TRIBUNNEWS.COM, JAKARTA - Kepala Staf Kepresidenan (KSP) Jenderal TNI (Purn) Moeldoko angkat bicara soal penetapan status tersangka pada aktivis Robertus Robet oleh kepolisian.
Menurutnya penetapan tersangka pada Robertus Robet bukan sebuah ancaman berekspresi. Mantan Panglima TNI ini menegaskan negara memberikan tempat seluas-luasnya untuk siapapun berekspresi.
Hanya saja, diterangkan Moeldoko, harus dibedakan antara kebebasan berskepresi yang melanggar Undang-Undang dengan kebebasan berekspresi yang sifatnya kritik membangun.
"Presiden sangat terbuka dengan kritik yang membangun, Kantor Sekertariat Presiden (KSP) membuka seluas-luasnya silahkan ngomong apa saja, kita dengarkan. Tidak ada kami alergi dan membatasi cara berekspresi," papar Moeldoko di Kompleks Istana Kepresidenan Jakarta, Jumat (8/2/2019).

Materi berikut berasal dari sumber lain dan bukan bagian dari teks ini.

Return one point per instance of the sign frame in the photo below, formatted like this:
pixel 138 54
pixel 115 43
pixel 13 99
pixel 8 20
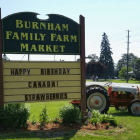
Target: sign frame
pixel 82 62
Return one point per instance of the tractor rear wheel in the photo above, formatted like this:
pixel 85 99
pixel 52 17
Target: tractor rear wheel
pixel 134 107
pixel 121 108
pixel 98 99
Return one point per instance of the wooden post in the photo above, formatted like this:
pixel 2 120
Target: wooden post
pixel 1 67
pixel 82 60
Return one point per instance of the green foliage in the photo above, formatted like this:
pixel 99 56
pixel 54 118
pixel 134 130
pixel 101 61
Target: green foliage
pixel 106 58
pixel 109 119
pixel 14 116
pixel 70 114
pixel 96 117
pixel 122 72
pixel 33 120
pixel 43 117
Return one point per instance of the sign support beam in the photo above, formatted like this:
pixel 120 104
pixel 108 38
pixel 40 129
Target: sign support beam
pixel 1 67
pixel 82 59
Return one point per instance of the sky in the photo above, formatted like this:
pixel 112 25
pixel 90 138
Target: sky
pixel 114 17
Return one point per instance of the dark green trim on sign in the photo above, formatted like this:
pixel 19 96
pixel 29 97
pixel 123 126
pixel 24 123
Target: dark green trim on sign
pixel 24 33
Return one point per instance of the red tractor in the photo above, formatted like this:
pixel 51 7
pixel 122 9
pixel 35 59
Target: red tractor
pixel 119 97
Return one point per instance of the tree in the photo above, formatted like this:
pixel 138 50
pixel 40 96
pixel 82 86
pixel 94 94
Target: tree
pixel 123 71
pixel 93 57
pixel 123 61
pixel 4 57
pixel 95 68
pixel 106 58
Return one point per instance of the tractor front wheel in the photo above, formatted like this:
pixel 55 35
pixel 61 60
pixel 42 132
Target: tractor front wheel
pixel 98 99
pixel 134 107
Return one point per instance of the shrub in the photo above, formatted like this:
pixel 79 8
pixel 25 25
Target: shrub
pixel 70 114
pixel 14 116
pixel 96 117
pixel 43 117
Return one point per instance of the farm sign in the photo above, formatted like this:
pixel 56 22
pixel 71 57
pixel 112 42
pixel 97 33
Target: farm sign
pixel 25 33
pixel 34 81
pixel 41 81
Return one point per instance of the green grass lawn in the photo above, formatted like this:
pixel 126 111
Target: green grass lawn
pixel 130 127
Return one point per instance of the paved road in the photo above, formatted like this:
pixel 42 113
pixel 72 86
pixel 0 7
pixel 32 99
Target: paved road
pixel 115 84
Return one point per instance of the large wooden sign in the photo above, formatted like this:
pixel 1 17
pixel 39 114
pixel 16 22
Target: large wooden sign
pixel 25 33
pixel 41 81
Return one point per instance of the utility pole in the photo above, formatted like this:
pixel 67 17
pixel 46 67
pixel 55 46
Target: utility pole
pixel 127 55
pixel 28 57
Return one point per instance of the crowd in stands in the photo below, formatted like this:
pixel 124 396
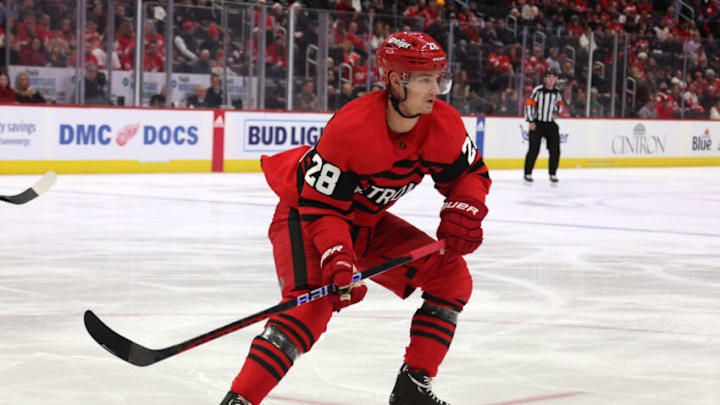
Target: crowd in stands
pixel 670 53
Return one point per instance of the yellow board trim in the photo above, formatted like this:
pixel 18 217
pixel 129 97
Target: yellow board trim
pixel 605 162
pixel 103 166
pixel 242 165
pixel 253 165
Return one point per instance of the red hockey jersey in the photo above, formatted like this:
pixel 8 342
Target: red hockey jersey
pixel 359 167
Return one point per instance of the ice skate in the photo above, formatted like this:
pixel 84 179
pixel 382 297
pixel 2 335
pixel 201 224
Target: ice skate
pixel 413 387
pixel 234 399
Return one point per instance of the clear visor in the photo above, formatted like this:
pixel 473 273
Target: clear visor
pixel 430 82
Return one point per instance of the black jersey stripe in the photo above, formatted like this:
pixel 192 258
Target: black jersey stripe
pixel 292 331
pixel 426 324
pixel 315 217
pixel 442 302
pixel 432 336
pixel 264 364
pixel 300 325
pixel 285 355
pixel 390 175
pixel 298 250
pixel 452 171
pixel 271 355
pixel 306 202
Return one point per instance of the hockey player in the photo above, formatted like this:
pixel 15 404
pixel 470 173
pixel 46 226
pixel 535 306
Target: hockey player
pixel 332 217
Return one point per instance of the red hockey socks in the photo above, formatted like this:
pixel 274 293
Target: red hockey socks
pixel 264 367
pixel 431 333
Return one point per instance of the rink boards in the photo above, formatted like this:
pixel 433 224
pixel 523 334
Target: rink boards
pixel 128 140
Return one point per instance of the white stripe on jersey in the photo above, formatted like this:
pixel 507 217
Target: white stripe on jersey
pixel 546 104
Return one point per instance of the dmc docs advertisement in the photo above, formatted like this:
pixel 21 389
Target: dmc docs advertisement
pixel 604 140
pixel 103 134
pixel 251 135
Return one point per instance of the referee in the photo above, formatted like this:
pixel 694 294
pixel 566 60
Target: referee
pixel 544 102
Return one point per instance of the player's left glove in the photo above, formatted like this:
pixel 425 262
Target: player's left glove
pixel 338 267
pixel 460 225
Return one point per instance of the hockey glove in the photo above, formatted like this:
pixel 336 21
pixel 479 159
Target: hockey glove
pixel 338 266
pixel 460 225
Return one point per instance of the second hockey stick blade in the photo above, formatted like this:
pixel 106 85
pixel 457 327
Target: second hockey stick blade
pixel 139 355
pixel 41 186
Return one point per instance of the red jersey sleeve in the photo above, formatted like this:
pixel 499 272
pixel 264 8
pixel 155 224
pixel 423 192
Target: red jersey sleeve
pixel 326 190
pixel 457 167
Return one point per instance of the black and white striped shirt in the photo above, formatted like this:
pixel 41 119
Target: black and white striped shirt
pixel 543 104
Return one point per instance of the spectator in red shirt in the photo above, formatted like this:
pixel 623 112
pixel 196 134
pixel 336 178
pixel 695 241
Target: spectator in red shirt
pixel 154 59
pixel 66 32
pixel 24 93
pixel 574 27
pixel 498 62
pixel 89 57
pixel 276 53
pixel 151 35
pixel 33 55
pixel 354 38
pixel 47 34
pixel 28 29
pixel 58 53
pixel 7 94
pixel 124 41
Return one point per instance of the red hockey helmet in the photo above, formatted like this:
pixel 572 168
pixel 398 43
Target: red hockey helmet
pixel 405 52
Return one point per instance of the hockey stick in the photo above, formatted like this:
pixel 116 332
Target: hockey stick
pixel 41 186
pixel 141 356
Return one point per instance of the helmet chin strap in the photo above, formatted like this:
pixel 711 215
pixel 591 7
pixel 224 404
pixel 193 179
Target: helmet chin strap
pixel 396 103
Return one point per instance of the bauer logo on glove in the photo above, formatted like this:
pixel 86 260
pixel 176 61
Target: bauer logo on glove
pixel 461 225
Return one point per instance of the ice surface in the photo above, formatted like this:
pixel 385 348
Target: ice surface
pixel 605 290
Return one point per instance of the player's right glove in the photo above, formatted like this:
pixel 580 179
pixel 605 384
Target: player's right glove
pixel 460 225
pixel 338 266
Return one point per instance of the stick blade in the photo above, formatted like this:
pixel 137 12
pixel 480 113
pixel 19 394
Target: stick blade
pixel 45 182
pixel 118 345
pixel 41 186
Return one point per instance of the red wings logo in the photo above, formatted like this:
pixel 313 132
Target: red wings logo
pixel 126 133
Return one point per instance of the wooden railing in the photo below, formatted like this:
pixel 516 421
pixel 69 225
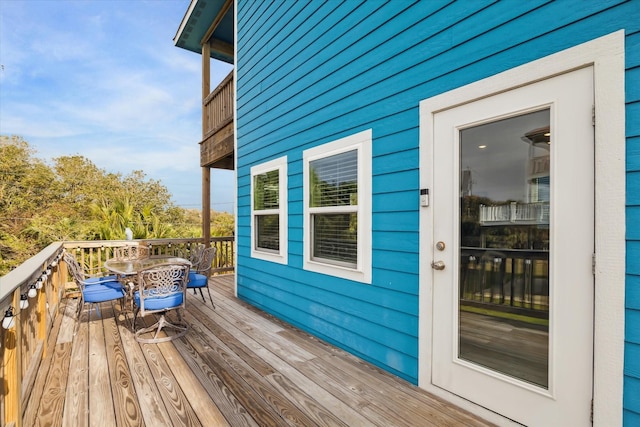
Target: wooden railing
pixel 506 279
pixel 27 317
pixel 29 304
pixel 216 148
pixel 515 213
pixel 218 106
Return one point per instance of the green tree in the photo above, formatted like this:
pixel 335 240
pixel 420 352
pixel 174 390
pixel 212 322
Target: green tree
pixel 73 199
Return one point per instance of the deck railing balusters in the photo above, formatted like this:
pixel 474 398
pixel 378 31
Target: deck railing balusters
pixel 24 344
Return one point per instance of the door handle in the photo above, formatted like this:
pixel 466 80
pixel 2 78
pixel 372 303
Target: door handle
pixel 437 265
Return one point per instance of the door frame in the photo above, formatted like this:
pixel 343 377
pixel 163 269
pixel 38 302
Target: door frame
pixel 606 55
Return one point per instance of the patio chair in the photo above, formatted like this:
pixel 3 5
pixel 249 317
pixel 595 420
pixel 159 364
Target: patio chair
pixel 130 252
pixel 93 290
pixel 200 273
pixel 160 289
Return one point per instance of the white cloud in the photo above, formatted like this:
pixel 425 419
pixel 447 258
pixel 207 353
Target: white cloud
pixel 103 80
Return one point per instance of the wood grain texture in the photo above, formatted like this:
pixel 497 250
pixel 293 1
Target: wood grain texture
pixel 237 366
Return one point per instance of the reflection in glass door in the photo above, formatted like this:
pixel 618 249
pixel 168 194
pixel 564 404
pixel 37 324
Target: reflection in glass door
pixel 504 246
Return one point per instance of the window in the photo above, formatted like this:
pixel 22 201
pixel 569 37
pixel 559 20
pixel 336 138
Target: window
pixel 337 208
pixel 269 211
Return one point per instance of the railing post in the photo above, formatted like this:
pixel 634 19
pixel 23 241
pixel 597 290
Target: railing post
pixel 12 362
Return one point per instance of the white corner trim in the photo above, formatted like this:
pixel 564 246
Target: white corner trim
pixel 606 54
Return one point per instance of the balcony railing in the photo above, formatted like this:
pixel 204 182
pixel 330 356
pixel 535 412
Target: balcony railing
pixel 216 148
pixel 29 304
pixel 515 213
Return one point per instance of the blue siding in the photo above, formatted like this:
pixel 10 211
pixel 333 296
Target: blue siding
pixel 310 72
pixel 632 294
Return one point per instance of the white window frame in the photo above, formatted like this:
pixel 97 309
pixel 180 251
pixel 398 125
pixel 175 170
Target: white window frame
pixel 281 256
pixel 361 142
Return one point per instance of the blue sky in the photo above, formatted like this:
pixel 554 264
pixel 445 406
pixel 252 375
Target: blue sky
pixel 103 79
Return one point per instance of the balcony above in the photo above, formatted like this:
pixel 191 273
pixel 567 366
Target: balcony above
pixel 216 147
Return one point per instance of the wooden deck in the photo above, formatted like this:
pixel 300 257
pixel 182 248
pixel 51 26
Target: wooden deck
pixel 237 366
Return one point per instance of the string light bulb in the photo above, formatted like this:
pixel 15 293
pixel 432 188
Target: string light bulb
pixel 24 302
pixel 9 319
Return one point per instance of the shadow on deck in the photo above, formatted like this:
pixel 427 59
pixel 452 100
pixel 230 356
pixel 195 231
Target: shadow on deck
pixel 237 366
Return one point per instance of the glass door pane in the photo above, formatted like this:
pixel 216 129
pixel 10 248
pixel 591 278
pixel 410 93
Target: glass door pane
pixel 504 246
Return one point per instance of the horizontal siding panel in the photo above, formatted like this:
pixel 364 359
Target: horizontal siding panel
pixel 399 181
pixel 396 162
pixel 632 254
pixel 396 221
pixel 632 83
pixel 283 57
pixel 397 261
pixel 633 154
pixel 299 281
pixel 278 30
pixel 633 126
pixel 630 419
pixel 396 201
pixel 393 361
pixel 396 241
pixel 632 292
pixel 334 49
pixel 631 397
pixel 633 188
pixel 632 44
pixel 632 331
pixel 310 74
pixel 632 360
pixel 327 303
pixel 398 281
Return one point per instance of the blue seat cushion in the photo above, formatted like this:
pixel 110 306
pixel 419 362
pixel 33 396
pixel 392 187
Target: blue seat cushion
pixel 101 279
pixel 197 280
pixel 101 292
pixel 159 303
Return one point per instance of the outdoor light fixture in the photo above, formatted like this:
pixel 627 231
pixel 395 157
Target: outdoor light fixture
pixel 8 320
pixel 24 302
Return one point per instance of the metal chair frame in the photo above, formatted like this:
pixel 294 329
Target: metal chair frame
pixel 154 284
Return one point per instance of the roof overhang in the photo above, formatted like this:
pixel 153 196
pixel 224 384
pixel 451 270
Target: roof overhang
pixel 212 19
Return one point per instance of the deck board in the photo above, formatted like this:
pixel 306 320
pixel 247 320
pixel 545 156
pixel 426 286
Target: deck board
pixel 237 366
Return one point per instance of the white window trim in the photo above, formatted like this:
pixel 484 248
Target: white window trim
pixel 606 55
pixel 362 143
pixel 279 164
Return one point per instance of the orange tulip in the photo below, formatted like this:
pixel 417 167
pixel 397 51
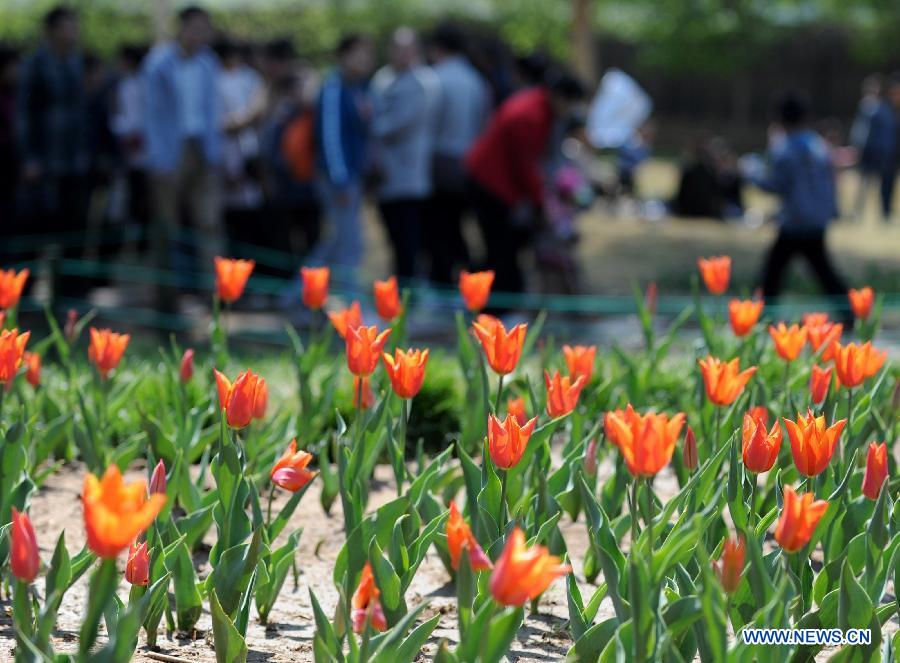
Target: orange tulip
pixel 580 361
pixel 244 400
pixel 315 286
pixel 364 346
pixel 855 364
pixel 646 441
pixel 861 301
pixel 724 381
pixel 366 606
pixel 231 278
pixel 106 349
pixel 731 566
pixel 387 299
pixel 562 393
pixel 11 285
pixel 744 314
pixel 812 442
pixel 362 392
pixel 515 408
pixel 789 341
pixel 475 288
pixel 290 472
pixel 799 517
pixel 502 349
pixel 459 536
pixel 137 568
pixel 819 382
pixel 716 273
pixel 876 470
pixel 115 513
pixel 349 318
pixel 24 561
pixel 406 371
pixel 507 440
pixel 522 573
pixel 759 448
pixel 12 353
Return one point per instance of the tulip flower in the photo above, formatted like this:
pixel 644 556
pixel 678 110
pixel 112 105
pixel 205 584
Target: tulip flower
pixel 186 369
pixel 362 390
pixel 475 288
pixel 799 517
pixel 724 381
pixel 758 447
pixel 716 273
pixel 364 346
pixel 515 408
pixel 115 514
pixel 855 364
pixel 580 361
pixel 744 315
pixel 106 349
pixel 646 441
pixel 861 301
pixel 789 341
pixel 876 470
pixel 502 349
pixel 819 382
pixel 731 565
pixel 12 353
pixel 349 318
pixel 522 573
pixel 459 536
pixel 812 442
pixel 231 278
pixel 507 440
pixel 158 479
pixel 315 286
pixel 387 299
pixel 406 371
pixel 689 454
pixel 366 605
pixel 11 285
pixel 137 568
pixel 244 400
pixel 562 393
pixel 24 561
pixel 290 472
pixel 32 368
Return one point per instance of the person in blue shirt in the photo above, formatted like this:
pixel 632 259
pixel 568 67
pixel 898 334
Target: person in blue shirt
pixel 801 175
pixel 342 126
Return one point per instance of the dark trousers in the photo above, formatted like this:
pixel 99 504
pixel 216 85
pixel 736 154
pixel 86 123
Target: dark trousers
pixel 403 220
pixel 443 236
pixel 502 240
pixel 812 247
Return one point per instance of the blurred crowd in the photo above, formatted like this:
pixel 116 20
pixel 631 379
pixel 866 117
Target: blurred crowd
pixel 212 146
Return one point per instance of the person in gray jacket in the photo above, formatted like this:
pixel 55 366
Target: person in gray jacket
pixel 404 98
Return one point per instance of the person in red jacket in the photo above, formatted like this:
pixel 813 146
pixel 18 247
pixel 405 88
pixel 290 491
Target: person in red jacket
pixel 505 166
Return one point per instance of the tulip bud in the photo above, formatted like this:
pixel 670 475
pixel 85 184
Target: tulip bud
pixel 186 371
pixel 137 568
pixel 689 452
pixel 158 479
pixel 590 459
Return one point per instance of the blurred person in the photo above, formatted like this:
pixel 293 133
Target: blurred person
pixel 802 175
pixel 506 168
pixel 183 131
pixel 342 127
pixel 404 96
pixel 53 139
pixel 461 113
pixel 872 134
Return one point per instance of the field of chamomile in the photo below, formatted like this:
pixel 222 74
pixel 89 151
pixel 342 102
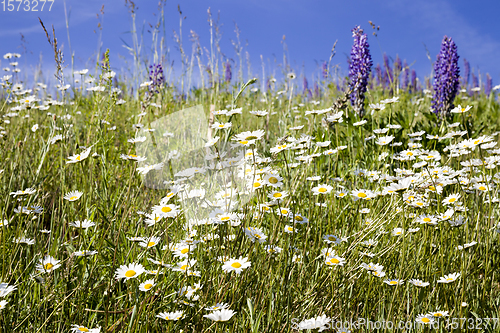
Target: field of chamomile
pixel 249 204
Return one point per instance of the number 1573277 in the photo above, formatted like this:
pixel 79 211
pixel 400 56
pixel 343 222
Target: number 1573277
pixel 27 5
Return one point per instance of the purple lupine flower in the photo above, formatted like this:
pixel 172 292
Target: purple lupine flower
pixel 359 69
pixel 324 70
pixel 475 81
pixel 229 74
pixel 489 84
pixel 413 81
pixel 397 64
pixel 378 73
pixel 156 75
pixel 387 72
pixel 406 75
pixel 446 77
pixel 466 73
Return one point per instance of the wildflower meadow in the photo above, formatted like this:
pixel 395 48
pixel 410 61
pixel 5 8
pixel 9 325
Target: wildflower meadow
pixel 223 199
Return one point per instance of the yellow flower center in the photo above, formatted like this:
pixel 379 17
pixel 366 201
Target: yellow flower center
pixel 130 273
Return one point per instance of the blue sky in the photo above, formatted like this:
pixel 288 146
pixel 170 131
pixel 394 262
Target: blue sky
pixel 311 27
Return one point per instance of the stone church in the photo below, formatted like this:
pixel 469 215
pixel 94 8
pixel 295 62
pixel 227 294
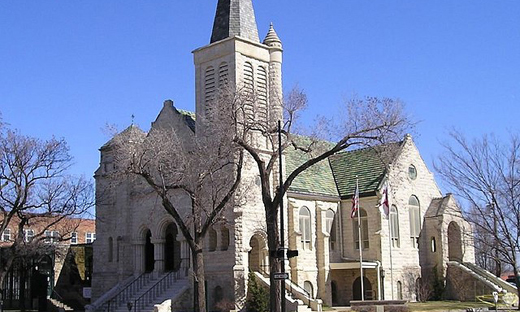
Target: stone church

Menyikapi proses hukum yang menimpa Robertus Robet karena dinilai menghina institusi TNI tersebut, Moeldoko menegaskan itu bukan domain dari pemerintah.
"Terhadap apa yang pada akhirnya mengarah pada tindakan-tindakan yang melawan hukum, itu diluar domain kami. Itu sepenuhnya domain tugas kepolisian, kami tidak bisa ikut campur.
Seperti diketahui, Robertus diduga melanggar Pasal 207 KUHP tentang penghinaan terhadap penguasa atau badan hukum di Indonesia.
Baca: Pasca Kontak Senjata TNI dan KKSB, Situasi Kondusif dan Pembangunan Trans Papua Terus Berjalan
Tindak pidana tersebut diduga dilakukan Robert yang juga Dosen Universitas Negeri Jakarta itu saat berorasi di aksi Kamisan pada 28 Februari 2019 mengenai dwifungsi ABRI.
Dalam orasinya, Robert menyanyikan lagu yang sering dinyanyikan mahasiswa pergerakan 1998 untuk menyindir institusi ABRI.
Atas orasi itu, Robert ditangkap pada Kamis (7/3/2019) dini hari karena kasus dugaan penghinaan terhadap institusi TNI. Meski tersangka, kepolisian tidak melakukan penahanan pada Robert.